Or, there's -- and it's not that it matters, exactly, it's just, there's this thing Carlos doesn't like to do in bed, this one thing, it's fine. It's not even a big thing and Cecil doesn't mind at all when it comes up a few weeks after they start fucking; Carlos squirms, says, "I don't, uh, that's not, I don't like to do that, sorry," and Cecil says, "Okay," and that's it, there's no problem. Except that Carlos feels it itch at him just like Cecil touching the lamp, wants to say, _That's because of Wyatt, this guy, Wyatt, I used to date. He used to love to do that but then when things went wrong with us it got all -- not like that, Cecil, it wasn't anything terrible, god.

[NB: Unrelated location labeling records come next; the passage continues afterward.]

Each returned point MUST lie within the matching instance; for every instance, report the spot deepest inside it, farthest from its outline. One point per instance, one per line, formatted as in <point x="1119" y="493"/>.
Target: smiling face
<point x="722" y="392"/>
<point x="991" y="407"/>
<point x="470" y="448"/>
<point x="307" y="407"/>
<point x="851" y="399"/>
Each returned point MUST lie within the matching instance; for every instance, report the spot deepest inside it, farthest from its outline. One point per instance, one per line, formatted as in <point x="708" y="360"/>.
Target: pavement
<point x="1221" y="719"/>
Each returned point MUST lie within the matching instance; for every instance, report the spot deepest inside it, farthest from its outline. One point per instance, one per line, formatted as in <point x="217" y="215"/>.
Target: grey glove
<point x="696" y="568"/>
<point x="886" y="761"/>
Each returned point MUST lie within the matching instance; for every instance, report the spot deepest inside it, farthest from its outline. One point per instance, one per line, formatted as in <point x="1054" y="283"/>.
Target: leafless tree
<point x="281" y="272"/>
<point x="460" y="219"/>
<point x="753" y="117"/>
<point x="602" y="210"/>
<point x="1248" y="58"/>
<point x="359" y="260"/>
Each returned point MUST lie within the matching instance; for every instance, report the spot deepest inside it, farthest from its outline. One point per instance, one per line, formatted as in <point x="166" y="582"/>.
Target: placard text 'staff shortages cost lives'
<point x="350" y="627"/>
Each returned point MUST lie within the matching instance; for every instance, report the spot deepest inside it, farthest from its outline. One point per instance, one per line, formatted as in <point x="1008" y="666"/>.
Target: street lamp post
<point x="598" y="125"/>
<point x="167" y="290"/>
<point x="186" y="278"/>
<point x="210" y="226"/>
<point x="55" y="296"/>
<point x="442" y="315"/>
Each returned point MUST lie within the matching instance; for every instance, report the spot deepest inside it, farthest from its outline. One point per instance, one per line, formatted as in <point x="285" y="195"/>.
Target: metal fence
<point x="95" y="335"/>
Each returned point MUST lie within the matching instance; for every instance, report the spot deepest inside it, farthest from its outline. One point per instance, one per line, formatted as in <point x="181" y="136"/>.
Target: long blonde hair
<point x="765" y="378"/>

We just, you know, we would fight all the time, we wanted different things, we were very different people and he got judgmental when he was hurting, that's the truth. And now I'm, I don't know, I'd like to do it again but I just remember him, the way he stopped liking it and this_ face _he used to make, and I don't... I don't know how to move past it, is all._

It's -- topography, Carlos thinks, of a person, of two people, it's so complicated, it's so much easier to just go it by yourself. He doesn't want to hurt Cecil but he doesn't want to keep any part of himself from Cecil, either, and it scares him that that's true, and it scares him to know it's what Cecil wants. Because that's the real first with Cecil, the love-entire as opposed to the love-everything-except-what's-inconvenient, and Carlos doesn't want to fuck it up with a desperation he's never fully experienced until now. 

"You've dated people other than me, right," Carlos says one night. His head is in Cecil's lap and Cecil's hands, both of them, are running through his hair. The television's on, but it's just been playing haunted-seeming static since Mythbusters ended, so neither one of them is really watching. It's one of those moments that Carlos wishes he did what Cecil did, because his voice comes out sounding scared and uncertain instead of casual like he was trying for, and he bets Cecil knows how to avoid that. He bets Cecil did training and everything, on how to keep his voice even when it wants to be anything but. 

Carlos realizes that he's not sure he'll be able to stand Cecil's answer, whatever it is. If Carlos is the first it, the guilt, will just kill him. If he's not the first -- and this Carlos thinks with the thrill of the unfamiliar -- he may kill someone else. He wishes he hadn't asked. 

Cecil's hands slow their path in Carlos's hair, his smooth _one-two-one-two_ stuttering until his right palm is cupping the crown of Carlos's skull, holding him still. Most of the time Cecil touches Carlos like Carlos is something fragile and delicate, a Faberge egg, a _regular_ egg -- it drives Carlos a little crazy, actually, he keeps trying to figure out how to tell Cecil he can stop -- but this isn't that kind of touch. This is the kind of touch with enough weight behind it that Carlos can tell it means Cecil doesn't want him to turn his head, doesn't want Carlos to see his face. 

Carlos's entire life can be summed up as a battle between nerves and curiosity -- curiosity is the stronger fighter, but nerves are more willing to play dirty. His voice cracks, just a little, when he says, "Cecil?" 

"Uggggh," Cecil says, the low, embarrassed sound that's always accompanied by a flush to his cheeks, "do we have to talk about this?" and Carlos is grinning even as he shoves Cecil's hand off his head, rolls over. Cecil groans again, tips his head back against the couch, and throws his arm over his eyes, his glasses, like he's some kind of Victorian maiden; Carlos is glad he asked after all. He's glad he gets to see this, this hilarious preamble to whatever horrible thing Cecil's about to tell him -- because Cecil will tell him and it will be horrible -- Cecil always tells him and it's always horrible -- or, at least, it always has been before. 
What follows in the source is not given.